I was reading Laura Hillenbrand's _Seabiscuit: An American Legend_ for the second time this week over my vacation, and I came across an interesting note in the Acknowledgments at the end (where she talks about her sources). 

I am aware that there are scholarly studies on the reliability of oral tradition, and that I'm not sharing anything groundbreaking here. That being said, perhaps this can serve as a small note of edification; I immediately tied this in to the Gospels after reading it:



> The luxury of researching those who achieve the extraordinary is that their lives play out before many observers. I spoke with people who saw Red Pollard hitch his toboggan to his pony, tumble down under Fair Knightess, spout Shakespeare and throw fists in the jocks' room, draw his last breaths in a nursing home built on the ruins of a track on which he once rode. I followed Woolf through the memories of friends, from a grade school classmate to a man who saw him die and sat vigil over his body on the day of his funeral. I found a groom who handled Seabiscuit for Fitzsimmons, the boys who galloped him for Smith, and several dozen witnesses to his races. I was even contacted by a nearly hundred-year-old former groom living in a telephoneless trailer in the desert, who is evidently the last person on earth who recalls the Lone Plainsman telling of his youth on the mustang ranges. The Detroit cemetery worker; the wife speaking for a husband muted by a stroke; the ancient trainer living through his last summer tethered to an oxygen tank; the clerk at a mail-order seafood company; the operator of the Seabiscuit liquor store in Hercules, California: each had something to contribute. *Again and again, when I was able to check their testimony against records kept at the time, the accuracy of their statements was verified:* the color of War Admiral's blanket, the precise time of Seabiscuit's half-mile split; a quip Red made seventy years ago. Ultimately, I gathered an almost uninterrupted memory record of the story I wished to tell from those who recall the sound, the smell, the feel of it, and who divulged secrets, such as Red's blind eye, that finally solved mysteries more than half a century old.
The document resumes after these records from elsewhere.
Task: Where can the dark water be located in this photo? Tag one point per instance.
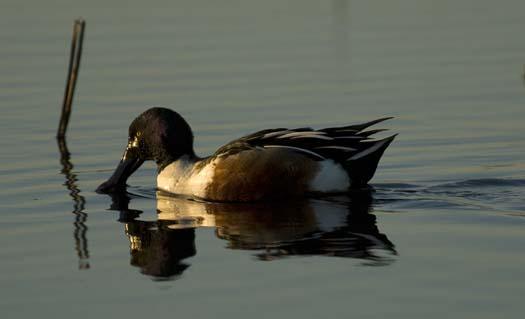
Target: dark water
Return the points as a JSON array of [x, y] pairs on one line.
[[441, 235]]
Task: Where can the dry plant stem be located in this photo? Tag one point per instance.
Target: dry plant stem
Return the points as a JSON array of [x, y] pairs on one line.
[[74, 65]]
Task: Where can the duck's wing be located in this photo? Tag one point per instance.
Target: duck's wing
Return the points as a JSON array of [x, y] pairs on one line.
[[344, 143]]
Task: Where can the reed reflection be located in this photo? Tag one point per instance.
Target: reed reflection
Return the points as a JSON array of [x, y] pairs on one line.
[[307, 227], [79, 225]]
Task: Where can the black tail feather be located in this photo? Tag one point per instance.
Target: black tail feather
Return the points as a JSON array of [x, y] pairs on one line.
[[362, 166]]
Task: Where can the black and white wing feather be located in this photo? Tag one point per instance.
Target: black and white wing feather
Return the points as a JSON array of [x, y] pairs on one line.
[[344, 143]]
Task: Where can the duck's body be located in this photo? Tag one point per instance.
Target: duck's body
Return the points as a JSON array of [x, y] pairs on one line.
[[269, 164]]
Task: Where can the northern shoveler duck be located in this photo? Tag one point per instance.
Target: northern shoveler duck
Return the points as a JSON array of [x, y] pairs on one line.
[[269, 164]]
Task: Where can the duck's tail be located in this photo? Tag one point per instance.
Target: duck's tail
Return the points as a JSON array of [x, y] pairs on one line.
[[362, 166]]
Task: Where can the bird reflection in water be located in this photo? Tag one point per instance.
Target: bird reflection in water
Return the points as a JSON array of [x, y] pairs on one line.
[[324, 227]]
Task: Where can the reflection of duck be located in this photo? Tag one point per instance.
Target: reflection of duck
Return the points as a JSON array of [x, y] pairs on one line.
[[314, 227], [269, 164]]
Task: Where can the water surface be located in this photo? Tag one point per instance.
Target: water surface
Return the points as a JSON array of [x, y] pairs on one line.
[[441, 234]]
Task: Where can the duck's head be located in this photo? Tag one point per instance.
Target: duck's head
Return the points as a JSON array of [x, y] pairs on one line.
[[158, 134]]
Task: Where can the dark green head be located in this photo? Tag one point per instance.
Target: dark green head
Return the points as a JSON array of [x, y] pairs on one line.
[[158, 134]]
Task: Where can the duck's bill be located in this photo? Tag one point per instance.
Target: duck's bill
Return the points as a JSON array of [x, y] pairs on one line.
[[117, 181]]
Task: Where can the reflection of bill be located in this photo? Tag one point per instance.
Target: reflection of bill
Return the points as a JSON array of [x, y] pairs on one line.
[[274, 230]]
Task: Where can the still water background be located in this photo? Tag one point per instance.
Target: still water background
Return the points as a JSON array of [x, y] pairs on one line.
[[447, 234]]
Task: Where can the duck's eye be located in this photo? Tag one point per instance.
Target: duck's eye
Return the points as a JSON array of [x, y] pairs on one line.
[[135, 141]]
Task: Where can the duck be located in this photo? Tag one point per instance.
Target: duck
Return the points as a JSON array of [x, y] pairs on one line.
[[270, 164]]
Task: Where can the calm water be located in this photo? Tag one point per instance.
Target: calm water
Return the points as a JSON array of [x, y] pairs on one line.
[[443, 235]]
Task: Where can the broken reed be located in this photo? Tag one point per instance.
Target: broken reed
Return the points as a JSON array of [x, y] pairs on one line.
[[74, 65]]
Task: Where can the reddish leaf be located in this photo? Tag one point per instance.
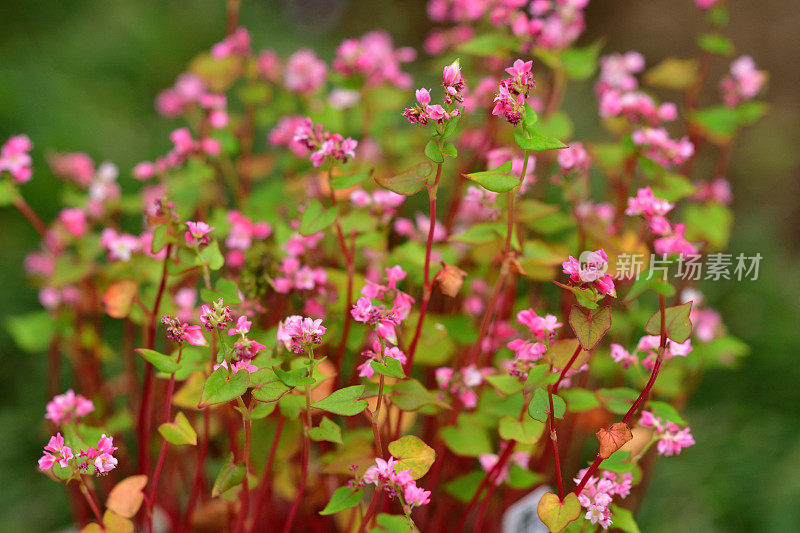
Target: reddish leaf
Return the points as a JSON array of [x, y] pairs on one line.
[[612, 439]]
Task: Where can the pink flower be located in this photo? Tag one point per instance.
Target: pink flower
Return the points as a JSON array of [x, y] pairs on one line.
[[15, 159], [68, 407], [198, 233], [305, 72]]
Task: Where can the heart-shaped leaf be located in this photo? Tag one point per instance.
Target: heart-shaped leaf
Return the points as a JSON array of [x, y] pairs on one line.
[[179, 432], [589, 326], [343, 401], [613, 438], [126, 497], [677, 323], [342, 498], [316, 218], [221, 388], [408, 182], [536, 142], [327, 430], [413, 455], [556, 514]]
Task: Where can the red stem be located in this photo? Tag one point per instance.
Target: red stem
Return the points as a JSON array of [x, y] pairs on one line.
[[645, 392], [145, 416]]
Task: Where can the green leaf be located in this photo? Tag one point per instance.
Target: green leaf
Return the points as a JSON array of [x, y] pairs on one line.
[[589, 326], [327, 430], [676, 322], [212, 256], [672, 73], [389, 367], [295, 377], [413, 455], [464, 487], [221, 388], [343, 401], [433, 153], [716, 44], [467, 440], [535, 142], [316, 218], [449, 149], [231, 475], [556, 514], [178, 432], [580, 63], [342, 498], [540, 405], [665, 411], [409, 182], [32, 331], [411, 395], [497, 180], [526, 431], [162, 362], [623, 519], [450, 129], [642, 284], [347, 181], [579, 400]]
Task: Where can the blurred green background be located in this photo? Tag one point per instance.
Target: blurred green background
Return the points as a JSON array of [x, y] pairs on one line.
[[82, 76]]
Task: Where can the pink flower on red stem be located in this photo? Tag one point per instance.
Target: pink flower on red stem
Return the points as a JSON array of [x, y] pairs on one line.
[[15, 159], [299, 334], [197, 235], [305, 72], [592, 273], [325, 146]]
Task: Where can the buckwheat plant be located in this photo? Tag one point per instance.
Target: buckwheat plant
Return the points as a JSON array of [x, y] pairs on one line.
[[271, 335]]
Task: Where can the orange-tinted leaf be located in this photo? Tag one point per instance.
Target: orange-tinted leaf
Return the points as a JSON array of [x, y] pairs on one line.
[[613, 438]]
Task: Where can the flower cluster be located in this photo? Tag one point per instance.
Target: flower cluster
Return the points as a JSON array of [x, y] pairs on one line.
[[592, 273], [384, 319], [454, 86], [197, 234], [653, 210], [461, 383], [181, 331], [671, 438], [510, 99], [300, 334], [68, 407], [324, 146], [744, 82], [648, 346], [99, 459], [15, 159], [374, 58], [600, 491], [396, 484], [305, 73]]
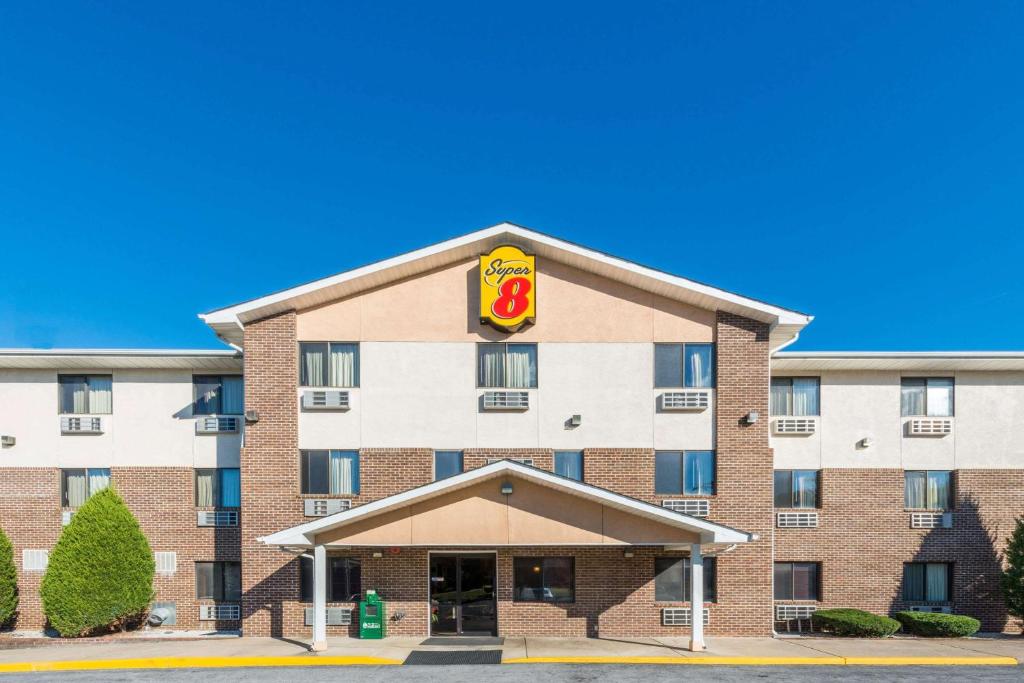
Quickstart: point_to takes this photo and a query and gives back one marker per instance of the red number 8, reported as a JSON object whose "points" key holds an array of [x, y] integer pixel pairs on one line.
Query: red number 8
{"points": [[511, 301]]}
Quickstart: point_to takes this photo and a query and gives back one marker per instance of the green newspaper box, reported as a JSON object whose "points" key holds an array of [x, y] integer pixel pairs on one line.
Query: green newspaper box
{"points": [[372, 616]]}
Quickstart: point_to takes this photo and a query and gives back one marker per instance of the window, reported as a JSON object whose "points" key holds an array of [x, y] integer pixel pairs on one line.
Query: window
{"points": [[218, 581], [931, 396], [78, 485], [928, 489], [329, 364], [330, 472], [85, 394], [344, 581], [672, 579], [216, 394], [219, 487], [506, 366], [797, 581], [795, 395], [927, 582], [446, 463], [569, 464], [544, 579], [689, 472], [796, 488], [690, 366]]}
Ms. Hillenbrand conducted the research for this book, I believe, from 1996 to 2001 (I'm assuming; she states that she first conceived of writing a book on the life of Seabiscuit in 1996, and the book was finally published in 2001). She states that her living sources gave her a wealth of information about the jockey-culture of the 30's (in general), and about the lives of Howard, Smith, Pollard, and Woolf in particular (specifically during the racing career of Seabiscuit under their care, from 1936 - 1940). This would leave a roughly 60 year gap between the events and the recording of the memories and oral tradition surrounding those events. As I understand it, most mainline scholarship of today would concede that the Synoptic Gospels were written within 60 years of the ministry of Christ, and even a conservative (and highly defensible) dating of the Gospel of John circa A.D. 90 would place it in the "60 year range" as well.

Anyhow: As I said, this is just a small note of edification, nothing groundbreaking. This book was lauded for its careful research, attention to detail, and historical accuracy (and it also garnered numerous awards and honors), and the author sings high praises for the reliability of oral tradition and the memories of those surrounding Seabiscuit.

On a more personal note, this is one of my "life books", a book that I will read and re-read (reread?) as long as God allows. It is also the only book that has ever made me cry. 

Anyhow: Cheers!


----------



## a mere housewife (Aug 9, 2009)

> On a more personal note, this is one of my "life books", a book that I will read and re-read (reread?) as long as God allows.



I guess I'll have to read _Seabiscuit_.


----------